Em resumo, reúnem conhecimento de causa e liberdade para orientar aqueles que os procuram. Isso é fundamental numa área onde os parâmetros são muito subjetivos. Mas então porque não ficar com esse profissional? Normalmente, eles são mais caros, podem não ter a disponibilidade que você e seu filho(a) precisam e, mais importante, podem não ter o treinamento na técnica mais indicada para o seu filho.

Não saia da consulta sem entender muito bem o problema do seu filho, quais as evidências científicas dos diferentes tipos de tratamento e com pelo menos duas indicações de profissionais na modalidade definida. Vale a pergunta final: se fosse seu filho(a), nas condições que discutimos, qual modalidade de tratamento você indicaria e quais são as duas melhores opções de profissionais?

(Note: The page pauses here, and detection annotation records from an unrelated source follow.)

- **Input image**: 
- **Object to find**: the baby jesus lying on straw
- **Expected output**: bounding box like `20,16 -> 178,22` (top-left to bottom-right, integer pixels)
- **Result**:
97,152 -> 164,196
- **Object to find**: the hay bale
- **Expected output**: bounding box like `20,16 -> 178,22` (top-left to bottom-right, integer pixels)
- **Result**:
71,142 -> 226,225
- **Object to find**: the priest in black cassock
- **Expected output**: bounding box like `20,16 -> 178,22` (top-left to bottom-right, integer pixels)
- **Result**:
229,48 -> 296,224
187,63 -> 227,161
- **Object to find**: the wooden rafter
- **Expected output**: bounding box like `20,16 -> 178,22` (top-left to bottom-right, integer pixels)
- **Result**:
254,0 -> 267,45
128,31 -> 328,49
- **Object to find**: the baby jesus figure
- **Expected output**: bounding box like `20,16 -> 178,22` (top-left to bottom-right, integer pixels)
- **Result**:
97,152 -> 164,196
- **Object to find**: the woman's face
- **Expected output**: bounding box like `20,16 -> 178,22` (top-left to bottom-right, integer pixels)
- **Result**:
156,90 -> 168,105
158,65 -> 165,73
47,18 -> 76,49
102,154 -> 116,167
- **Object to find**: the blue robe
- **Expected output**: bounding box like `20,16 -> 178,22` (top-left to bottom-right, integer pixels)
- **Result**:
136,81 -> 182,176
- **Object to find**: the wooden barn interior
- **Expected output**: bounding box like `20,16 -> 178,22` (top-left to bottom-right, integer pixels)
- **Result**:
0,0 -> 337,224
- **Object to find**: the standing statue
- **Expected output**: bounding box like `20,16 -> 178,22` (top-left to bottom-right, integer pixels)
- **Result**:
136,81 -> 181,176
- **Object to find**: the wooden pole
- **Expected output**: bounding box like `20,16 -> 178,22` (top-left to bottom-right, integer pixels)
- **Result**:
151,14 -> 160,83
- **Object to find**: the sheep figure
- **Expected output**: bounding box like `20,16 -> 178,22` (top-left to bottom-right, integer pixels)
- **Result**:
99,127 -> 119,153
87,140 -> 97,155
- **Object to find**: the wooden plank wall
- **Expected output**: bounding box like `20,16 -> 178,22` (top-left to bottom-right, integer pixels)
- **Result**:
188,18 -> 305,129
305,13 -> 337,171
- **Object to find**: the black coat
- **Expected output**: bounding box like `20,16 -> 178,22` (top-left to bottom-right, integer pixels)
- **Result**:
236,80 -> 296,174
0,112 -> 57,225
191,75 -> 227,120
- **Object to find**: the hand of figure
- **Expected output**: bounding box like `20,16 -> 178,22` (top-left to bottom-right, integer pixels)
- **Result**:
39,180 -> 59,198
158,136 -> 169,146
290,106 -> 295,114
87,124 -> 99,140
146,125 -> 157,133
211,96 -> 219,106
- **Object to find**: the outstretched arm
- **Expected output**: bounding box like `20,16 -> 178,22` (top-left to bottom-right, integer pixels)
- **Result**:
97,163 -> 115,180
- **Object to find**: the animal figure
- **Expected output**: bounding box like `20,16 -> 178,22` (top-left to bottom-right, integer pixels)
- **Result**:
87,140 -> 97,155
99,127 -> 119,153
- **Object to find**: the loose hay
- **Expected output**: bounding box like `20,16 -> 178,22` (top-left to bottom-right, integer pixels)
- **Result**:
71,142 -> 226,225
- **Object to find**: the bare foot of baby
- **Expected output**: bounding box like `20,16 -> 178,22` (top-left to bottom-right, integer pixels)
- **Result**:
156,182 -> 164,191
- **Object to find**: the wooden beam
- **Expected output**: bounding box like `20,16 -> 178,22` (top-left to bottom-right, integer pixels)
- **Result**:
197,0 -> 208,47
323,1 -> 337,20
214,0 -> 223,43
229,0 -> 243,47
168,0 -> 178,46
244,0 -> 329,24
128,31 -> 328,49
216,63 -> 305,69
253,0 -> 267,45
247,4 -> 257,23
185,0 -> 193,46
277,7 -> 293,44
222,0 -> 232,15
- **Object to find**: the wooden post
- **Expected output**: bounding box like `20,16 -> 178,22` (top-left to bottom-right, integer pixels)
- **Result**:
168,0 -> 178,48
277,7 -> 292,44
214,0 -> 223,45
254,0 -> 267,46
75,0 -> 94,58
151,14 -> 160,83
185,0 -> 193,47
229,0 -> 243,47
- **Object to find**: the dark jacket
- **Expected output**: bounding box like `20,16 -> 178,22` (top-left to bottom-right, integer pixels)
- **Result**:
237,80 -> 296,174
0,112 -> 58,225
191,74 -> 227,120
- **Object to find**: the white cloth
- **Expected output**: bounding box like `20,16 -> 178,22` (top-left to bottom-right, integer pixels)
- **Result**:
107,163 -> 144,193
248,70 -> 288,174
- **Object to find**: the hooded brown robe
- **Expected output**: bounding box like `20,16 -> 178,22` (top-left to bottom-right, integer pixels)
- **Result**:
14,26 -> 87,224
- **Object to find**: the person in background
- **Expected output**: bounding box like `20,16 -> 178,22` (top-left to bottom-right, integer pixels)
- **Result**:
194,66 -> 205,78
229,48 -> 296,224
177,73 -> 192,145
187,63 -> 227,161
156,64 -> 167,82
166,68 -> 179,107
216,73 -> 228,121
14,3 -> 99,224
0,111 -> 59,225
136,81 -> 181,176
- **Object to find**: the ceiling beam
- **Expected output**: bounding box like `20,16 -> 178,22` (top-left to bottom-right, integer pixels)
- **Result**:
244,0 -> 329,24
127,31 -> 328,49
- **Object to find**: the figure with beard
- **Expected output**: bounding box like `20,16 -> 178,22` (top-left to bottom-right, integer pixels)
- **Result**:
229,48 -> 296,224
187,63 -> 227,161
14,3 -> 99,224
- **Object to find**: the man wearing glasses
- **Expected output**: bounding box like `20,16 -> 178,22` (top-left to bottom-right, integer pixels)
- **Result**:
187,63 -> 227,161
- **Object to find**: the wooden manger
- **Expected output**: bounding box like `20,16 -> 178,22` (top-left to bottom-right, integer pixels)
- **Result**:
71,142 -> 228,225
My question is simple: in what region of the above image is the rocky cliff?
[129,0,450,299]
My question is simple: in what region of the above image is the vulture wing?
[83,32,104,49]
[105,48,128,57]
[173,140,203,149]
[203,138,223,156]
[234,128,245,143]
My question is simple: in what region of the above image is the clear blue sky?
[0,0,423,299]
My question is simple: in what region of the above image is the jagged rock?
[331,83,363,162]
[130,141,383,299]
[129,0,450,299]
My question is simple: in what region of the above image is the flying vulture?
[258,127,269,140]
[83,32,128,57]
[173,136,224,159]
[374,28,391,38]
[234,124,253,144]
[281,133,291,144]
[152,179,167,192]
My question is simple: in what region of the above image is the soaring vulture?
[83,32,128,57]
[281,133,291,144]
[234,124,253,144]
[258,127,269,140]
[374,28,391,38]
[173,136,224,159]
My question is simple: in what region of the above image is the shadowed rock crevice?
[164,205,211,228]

3o passo: Converse com os dois profissionais indicados. Um estudo recente sobre o melhor tratamento para depressão em adolescentes mostrou que três técnicas psicoterápicas completamente diferentes tiveram resultados muito similares após 1 ano de intervenção. Isso parece sugerir que elementos inespecíficos como empatia e real engajamento no cuidado do paciente possam ser até mais importantes do que elementos específicos que são caraterísticos de cada técnica. Nessa etapa, a sua percepção vai ajudar na escolha final.

Muito complicado? Demorado? Pois é, o risco da decisão rápida ou só embalada pela opinião dos outros é seu filho tomar uma medicação que não precisa ou ficar anos em terapia com um profissional que precisa mais dele do que ele do terapeuta!